Using images and videos as prompts
Sora can generate videos based on images and prompts as input. Below, we show example videos generated from DALL·E 2 and DALL·E 3 images.
These videos all expand backward from a segment that generates the video. Therefore, the three videos start differently but all end with the same conclusion.
We can use this method to extend a video both forward and backward to create a seamless infinite loop.
Diffusion models provide numerous methods for editing images and videos from text prompts. Below, we apply one of these methods, SDEdit, to Sora. This technique enables Sora to perform zero-shot style and scene transfer on input videos.
We can also use Sora to interpolate gradually between two input videos, creating a seamless transition between entirely different subjects and scene compositions. In the example below, the middle video interpolates between the corresponding videos on the left and right.
Generate images
This is achieved by arranging Gaussian noise blocks in a spatial grid with a single-frame time length. The model is capable of generating images of varying sizes, with resolutions as high as 2048x2048. This method demonstrates Sora's flexibility and efficiency when handling image generation tasks, meeting users' needs for high-quality and high-resolution images. Through this technology, Sora can create images of various sizes and styles without sacrificing detail quality, providing users with extensive creative possibilities.
Emergent capabilities
These capabilities enable Sora to simulate certain aspects of humans, animals, and environments in the real world. These properties naturally emerge without explicit inductive biases for 3D, objects, etc., purely as phenomena of scale effects.
Sora is capable of generating videos with dynamic camera movements. As the camera shifts and rotates, characters and scene elements move consistently within a three-dimensional space.
Maintaining temporal consistency in long videos has always been a significant challenge for video generation systems. Sora is typically able to effectively model both short-range and long-range dependencies. For example, our model can keep characters, animals, and objects even when they are occluded or leave the frame. Similarly, it can generate multiple shots of the same character within a single sample while maintaining their appearance throughout the entire video.
Sora can sometimes simulate actions that affect the state of the world in simple ways. For example, a painter can leave new brushstrokes on the canvas that persist over time, or someone eating a burger can leave bite marks.

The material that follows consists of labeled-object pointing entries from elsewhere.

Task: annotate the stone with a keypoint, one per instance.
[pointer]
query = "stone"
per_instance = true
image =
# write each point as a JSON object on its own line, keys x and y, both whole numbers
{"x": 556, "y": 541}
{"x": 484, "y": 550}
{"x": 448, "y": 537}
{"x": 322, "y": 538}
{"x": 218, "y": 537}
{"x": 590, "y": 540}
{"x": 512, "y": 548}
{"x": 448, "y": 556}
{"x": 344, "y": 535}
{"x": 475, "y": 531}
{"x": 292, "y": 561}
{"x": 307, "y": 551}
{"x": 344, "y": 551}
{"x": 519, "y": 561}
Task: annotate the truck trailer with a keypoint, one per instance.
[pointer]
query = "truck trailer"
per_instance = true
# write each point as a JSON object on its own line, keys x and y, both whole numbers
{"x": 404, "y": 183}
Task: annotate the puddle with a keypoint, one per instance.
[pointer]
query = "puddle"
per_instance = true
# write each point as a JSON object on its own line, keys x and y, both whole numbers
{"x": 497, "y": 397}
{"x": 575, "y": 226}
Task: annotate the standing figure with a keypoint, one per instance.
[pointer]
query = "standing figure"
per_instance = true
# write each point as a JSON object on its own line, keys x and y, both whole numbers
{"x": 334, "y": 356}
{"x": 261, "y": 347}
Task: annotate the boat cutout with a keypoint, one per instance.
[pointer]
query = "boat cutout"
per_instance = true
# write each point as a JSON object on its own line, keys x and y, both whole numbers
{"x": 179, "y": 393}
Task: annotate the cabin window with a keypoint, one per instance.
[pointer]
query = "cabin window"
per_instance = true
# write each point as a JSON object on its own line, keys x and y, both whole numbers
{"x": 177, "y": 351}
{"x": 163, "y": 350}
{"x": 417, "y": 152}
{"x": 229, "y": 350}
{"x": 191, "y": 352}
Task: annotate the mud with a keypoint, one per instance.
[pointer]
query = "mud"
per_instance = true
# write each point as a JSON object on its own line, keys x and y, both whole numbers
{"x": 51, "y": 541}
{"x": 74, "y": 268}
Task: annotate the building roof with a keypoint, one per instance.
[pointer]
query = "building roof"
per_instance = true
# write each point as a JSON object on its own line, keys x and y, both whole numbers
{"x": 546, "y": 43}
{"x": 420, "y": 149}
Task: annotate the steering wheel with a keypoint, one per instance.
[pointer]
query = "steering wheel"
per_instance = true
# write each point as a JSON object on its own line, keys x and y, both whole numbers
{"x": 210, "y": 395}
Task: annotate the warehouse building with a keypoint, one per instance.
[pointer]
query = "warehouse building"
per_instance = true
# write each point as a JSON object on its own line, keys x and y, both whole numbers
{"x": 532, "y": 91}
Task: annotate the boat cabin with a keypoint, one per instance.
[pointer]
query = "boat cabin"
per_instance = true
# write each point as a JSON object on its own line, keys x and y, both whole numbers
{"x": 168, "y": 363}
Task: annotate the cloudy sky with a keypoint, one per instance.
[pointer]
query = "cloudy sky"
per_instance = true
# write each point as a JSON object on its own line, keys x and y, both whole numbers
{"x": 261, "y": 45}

Sora can simultaneously control the player in Minecraft while rendering the world and its dynamics at high fidelity. These capabilities can be zero-shot prompted by referring to keywords such as "Minecraft."
Limitations
Sora cannot accurately simulate the physical processes of many basic interactions, such as glass shattering. Other interactions, like eating food, do not always result in the correct change in object states. We also enumerate other common failure modes of the model — such as inconsistencies appearing in long samples or objects suddenly popping into existence.
Conclusion
We believe that the capabilities Sora has demonstrated so far show that continuing to scale up video models is a promising path toward developing capable simulators that can simulate the physical and digital worlds, along with the objects, animals, and humans within them. Despite existing limitations, these advancements reveal that by increasing the scale and complexity of the model, we are gradually able to overcome these challenges and move closer to creating AGI that can intricately simulate the world around us.